El tercer soldado nos quitó las mochilas, se sentó en la carretera y rebuscó en ellas, tomando nota de las latas sin etiqueta, del mapa arrugado y de la tienda. Se volvió hacia los demás e hizo un gesto negativo con la cabeza. Llevaba el pelo cortado casi al cero.

—¿Cómo os llamáis? —preguntó el gordo. Se dirigía a Caleb, pero al mismo tiempo escudriñaba mis cabellos, la parte visible de mi cara y mis delgadas piernas llenas de rasguños.

Caleb se me acercó.

—Yo me llamo Jacob y ella es Leah. —Habló con voz clara y firme, pero el soldado pelirrojo no dejaba de mirarme.

El sudor resbalaba por mi piel.

«Que nos dejen pasar —pensé sin apartar los ojos de las relucientes botas del soldado—. Por favor, que nos dejen pasar.»

Oí un suspiro y, de pronto, el pelirrojo hizo crujir los nudillos como si fuesen ramitas partidas.

—Quítate la camisa —ordenó. Se me pusieron los pelos de punta hasta que me di cuenta de que se lo decía a Caleb, que mantenía los brazos quietos a ambos lados del cuerpo.

—Señor, yo. Yo no. —Intentó decir algo, pero se atragantó.

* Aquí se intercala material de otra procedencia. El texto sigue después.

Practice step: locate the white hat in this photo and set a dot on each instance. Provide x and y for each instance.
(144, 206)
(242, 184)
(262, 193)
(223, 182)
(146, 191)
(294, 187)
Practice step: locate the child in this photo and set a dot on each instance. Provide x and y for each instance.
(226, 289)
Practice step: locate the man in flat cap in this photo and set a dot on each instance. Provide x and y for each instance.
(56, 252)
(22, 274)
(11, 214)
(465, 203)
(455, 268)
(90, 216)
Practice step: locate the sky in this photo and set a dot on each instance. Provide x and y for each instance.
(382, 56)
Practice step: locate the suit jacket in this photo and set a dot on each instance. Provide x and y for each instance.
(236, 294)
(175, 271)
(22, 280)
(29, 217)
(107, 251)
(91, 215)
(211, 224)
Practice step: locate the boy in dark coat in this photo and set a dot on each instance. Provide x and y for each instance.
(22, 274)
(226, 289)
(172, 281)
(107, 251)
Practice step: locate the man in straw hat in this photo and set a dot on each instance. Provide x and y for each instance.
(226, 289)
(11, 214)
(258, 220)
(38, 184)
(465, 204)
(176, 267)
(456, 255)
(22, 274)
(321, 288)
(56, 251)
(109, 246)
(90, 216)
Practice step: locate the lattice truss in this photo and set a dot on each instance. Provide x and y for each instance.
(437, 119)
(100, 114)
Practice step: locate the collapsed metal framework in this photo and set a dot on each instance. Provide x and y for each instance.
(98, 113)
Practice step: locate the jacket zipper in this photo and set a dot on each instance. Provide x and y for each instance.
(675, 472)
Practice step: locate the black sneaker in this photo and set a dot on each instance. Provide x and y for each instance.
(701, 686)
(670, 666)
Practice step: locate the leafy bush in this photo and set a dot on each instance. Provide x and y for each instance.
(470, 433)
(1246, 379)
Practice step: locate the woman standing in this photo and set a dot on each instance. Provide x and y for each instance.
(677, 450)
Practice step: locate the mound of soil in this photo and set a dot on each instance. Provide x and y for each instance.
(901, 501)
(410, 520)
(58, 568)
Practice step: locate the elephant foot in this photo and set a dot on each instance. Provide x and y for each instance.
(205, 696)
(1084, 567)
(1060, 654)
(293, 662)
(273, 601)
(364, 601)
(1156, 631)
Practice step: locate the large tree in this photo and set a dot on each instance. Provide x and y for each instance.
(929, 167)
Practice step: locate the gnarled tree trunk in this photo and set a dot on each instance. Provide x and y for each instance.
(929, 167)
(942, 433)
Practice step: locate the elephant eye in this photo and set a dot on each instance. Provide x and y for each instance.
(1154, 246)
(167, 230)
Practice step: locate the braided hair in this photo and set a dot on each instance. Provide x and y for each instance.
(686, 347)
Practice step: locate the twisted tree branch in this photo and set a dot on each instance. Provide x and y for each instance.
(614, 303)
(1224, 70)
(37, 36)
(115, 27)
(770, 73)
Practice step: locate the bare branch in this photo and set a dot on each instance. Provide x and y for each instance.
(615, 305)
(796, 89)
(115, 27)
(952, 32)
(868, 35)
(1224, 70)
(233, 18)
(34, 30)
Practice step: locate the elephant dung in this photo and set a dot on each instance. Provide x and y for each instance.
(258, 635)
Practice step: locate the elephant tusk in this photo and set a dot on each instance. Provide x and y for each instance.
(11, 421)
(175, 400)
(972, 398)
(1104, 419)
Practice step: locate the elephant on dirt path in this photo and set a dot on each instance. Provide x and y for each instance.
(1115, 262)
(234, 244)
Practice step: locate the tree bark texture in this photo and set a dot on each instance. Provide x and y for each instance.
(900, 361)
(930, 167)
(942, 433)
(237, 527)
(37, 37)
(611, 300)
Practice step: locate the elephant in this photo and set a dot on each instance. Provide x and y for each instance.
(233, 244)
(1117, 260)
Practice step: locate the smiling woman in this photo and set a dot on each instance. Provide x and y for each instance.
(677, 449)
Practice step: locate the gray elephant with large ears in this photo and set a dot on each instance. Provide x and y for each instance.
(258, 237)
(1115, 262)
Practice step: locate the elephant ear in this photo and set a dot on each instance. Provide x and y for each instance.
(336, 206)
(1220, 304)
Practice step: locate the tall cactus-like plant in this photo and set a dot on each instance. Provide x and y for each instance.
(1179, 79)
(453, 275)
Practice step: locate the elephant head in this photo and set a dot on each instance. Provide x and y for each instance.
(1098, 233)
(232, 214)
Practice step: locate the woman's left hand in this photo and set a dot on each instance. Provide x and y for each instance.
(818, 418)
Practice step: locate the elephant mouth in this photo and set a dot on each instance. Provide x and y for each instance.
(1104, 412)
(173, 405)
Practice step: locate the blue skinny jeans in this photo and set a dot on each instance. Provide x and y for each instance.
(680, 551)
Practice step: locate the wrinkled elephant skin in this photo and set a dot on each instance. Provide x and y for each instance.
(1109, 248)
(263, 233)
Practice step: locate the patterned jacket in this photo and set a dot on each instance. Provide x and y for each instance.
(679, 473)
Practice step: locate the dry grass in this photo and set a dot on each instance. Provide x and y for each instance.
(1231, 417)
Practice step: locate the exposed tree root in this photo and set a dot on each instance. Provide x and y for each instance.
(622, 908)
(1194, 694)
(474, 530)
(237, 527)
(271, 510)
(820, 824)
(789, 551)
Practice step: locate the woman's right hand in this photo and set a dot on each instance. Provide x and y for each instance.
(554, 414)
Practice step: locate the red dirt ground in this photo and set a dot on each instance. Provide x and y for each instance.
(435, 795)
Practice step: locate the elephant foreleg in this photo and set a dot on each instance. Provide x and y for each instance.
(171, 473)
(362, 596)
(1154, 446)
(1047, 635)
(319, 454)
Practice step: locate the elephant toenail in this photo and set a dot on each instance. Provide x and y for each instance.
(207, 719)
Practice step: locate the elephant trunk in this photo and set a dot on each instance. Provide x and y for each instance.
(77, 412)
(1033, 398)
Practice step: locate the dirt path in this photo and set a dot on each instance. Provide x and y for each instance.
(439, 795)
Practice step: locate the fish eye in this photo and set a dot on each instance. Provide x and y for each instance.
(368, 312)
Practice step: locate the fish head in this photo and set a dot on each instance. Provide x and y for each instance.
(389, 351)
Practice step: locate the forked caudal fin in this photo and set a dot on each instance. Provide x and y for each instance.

—Déjennos en paz, por favor —pedí levantando la cabeza por primera vez—. Lo único que queremos es comida y descansar una noche.

Pero el de la cabeza afeitada sacó un cuchillo mientras esbozaba poco a poco una sonrisa. Con un movimiento veloz desgarró la manga de la camisa de Caleb, y dejó su tatuaje al descubierto.

—¿Qué tenemos aquí? —se burló el pelirrojo sin apartar la mano de la pistola—. ¿Un fugitivo? ¿De dónde has sacado a la chica, maldito cabrón?

El del pelo al rape me miró fijamente. Era joven, y lucía un fino bigote que apenas se percibía sobre el labio superior. Por fin dijo:

—Es ella. Es la chica.

Caleb embistió al pelirrojo, haciéndole perder el equilibrio. El soldado más joven contempló la escena e hizo ademán de sacar la pistola. El gordo me cogió por el cuello y me amenazó con el cuchillo, presionando mi piel con el frío metal; respiraba en mi oído y yo percibía el olor acre del alcohol en su aliento.

El pelirrojo se tambaleó hacia atrás, arrastrando a Caleb hacia el garaje, donde estaba el vehículo. Se golpeó la cabeza contra el parachoques, mientras mi amigo buscaba desesperadamente su pistola, y el soldado lo repelía a codazos.

—Haced algo, imbéciles. Ayudadme —gritó al abalanzarse Caleb encima de él, pero el pelirrojo era de mayor estatura, y con su peso, lo inmovilizó momentáneamente en el suelo.

—Sujétala —ordenó el gordo, empujándome hacia el joven, que me rodeó el cuello con el brazo y me apretó contra su pecho. Notaba en mi espalda que el corazón le latía desaforadamente, mientras me apartaba de los tres hombres, enzarzados junto a las ruedas delanteras del todoterreno.